Kamis, 29 September 2011

#16. Together Alone


A Note by Veronika Kusumaryati on Friday, September 30, 2011 at 10:58am
Hari ini gerimis berjatuhan di kaca-kaca jendela. Daun-daun basah. Lampu-lampu oranye berpendar dalam kabut. Mengapa setiap hari Kamis, Cambridge sepertinya sesak dengan cuaca sentimental? Saya berjalan dengan tergesa dari Dudley House ke William James Hall.
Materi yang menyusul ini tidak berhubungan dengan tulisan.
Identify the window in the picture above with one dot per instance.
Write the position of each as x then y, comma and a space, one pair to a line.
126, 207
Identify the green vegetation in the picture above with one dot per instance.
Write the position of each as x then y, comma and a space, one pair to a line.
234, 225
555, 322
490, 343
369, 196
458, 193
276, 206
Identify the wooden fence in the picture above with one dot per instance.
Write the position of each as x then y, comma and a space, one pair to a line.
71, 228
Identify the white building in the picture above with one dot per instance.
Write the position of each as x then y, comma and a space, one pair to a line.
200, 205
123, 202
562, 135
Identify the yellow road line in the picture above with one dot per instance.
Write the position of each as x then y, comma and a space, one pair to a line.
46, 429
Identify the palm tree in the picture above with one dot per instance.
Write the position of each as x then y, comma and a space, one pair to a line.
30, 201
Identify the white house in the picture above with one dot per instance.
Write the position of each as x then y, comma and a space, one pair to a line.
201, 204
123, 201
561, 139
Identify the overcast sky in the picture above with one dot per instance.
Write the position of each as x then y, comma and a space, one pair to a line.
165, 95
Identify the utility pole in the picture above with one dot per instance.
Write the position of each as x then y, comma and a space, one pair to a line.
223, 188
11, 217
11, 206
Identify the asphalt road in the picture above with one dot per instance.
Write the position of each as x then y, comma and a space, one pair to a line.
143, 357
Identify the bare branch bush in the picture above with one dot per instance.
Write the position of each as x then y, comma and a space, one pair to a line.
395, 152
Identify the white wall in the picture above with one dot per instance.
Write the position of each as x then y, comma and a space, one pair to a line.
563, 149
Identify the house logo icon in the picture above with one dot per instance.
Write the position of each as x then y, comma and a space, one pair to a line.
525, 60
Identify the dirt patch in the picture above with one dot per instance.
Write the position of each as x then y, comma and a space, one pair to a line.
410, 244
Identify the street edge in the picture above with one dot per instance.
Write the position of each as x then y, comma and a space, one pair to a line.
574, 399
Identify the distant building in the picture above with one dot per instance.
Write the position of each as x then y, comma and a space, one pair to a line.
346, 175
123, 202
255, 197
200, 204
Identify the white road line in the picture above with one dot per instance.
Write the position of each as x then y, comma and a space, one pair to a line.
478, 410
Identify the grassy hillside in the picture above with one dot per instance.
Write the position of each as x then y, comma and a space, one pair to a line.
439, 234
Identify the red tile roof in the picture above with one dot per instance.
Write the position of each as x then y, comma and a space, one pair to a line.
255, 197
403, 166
Saya berpikir saya akan bisa menyelesaikan satu chapter bacaan sebelum jam 2, tapi sepertinya saya tidak akan bisa menyelesaikannya.

Udara dingin menyergap tubuh saya yang ringkih. Mata saya sembab. Pandangan mata saya kabur. Saya baik-baik saja. Semalam saya menangis --malam yang kesekian puluh. Apakah saya baik-baik saja? Saya tidur jam 4 pagi untuk kemudian bangun jam 7 --kelas reading dimulai tepat jam 8. Semalam saya menghabiskan waktu insomnia dengan memempersiapkan bacaan untuk kuliah Biografi hari ini. Bacaan hari ini adalah buku karangan dosen saya sendiri, Prof. Arthur Kleinman, berjudul 'What Really Matter'. Prof. Kleinman adalah profesor yang hebat. Setiap minggu ia selalu membuat saya menangis dan merenungkan kehidupan saya yang agak-agak malang di Cambridge. Ini bukan soal penderitaan mahasiswa awal pasca-sarjana, ini soal krisis eksistensial. Kuliah Prof. Kleinman berjudul Biografi, Novel and Psikoterapi. Pada dasarnya ini kuliah yang berada di tengah-tengah disiplin antropologi dan psikologi. Lebih spesifik lagi, kuliah ini membahas soal penderitaan dan subyektivitas. Pada pertemuan pertama, saya merasa dijebloskan ke dalam sumur tanpa dasar oleh pembimbing saya.



Selain berisi mahasiswa-mahasiswa paling ambisius dan pretensius di kelas (dari berbagai jurusan, termasuk hukum, Divinity school dan pendidikan), bacaan di mata kuliah ini benar-benar menguras perasaan dan emosi. Mungkinkah karena saya terlalu emosional? Minggu pertama kuliah, kami membaca sejarah psikologi melalui Pierre Genet (penemu psikologi analisis sebelum Sigmund Freud merumuskan psikoanalisis) dan Carl Gustav Jung. Fine. Minggu kedua, keadaan mulai memburuk. Sore itu, di luar hujan dan ruang kuliah begitu dingin. Kami membaca biografi Albert Camus serta novelnya "The First Man". Sebuah buku yang muram tentang pengalaman hidup di masa kolonial. Kemiskinan, keterasingan, ketidakmampuan mengucapkan banyak hal, kesendirian, penyakit dan absurditas hidup agaknya membentuk gagasan-gagasan Camus. Seperti yang Camus katakan, "Poverty prevented me from judging that all was well under the sun and in history; the sun taught me that history was not all." Kami membicarakan konsekuensi moral dan personal dari penyakit, dari cacad (ibu Camus bisu, ayahnya mati ketika Camus belum mengenalnya), dari debu-debu kemiskinan yang melanda Aljazair.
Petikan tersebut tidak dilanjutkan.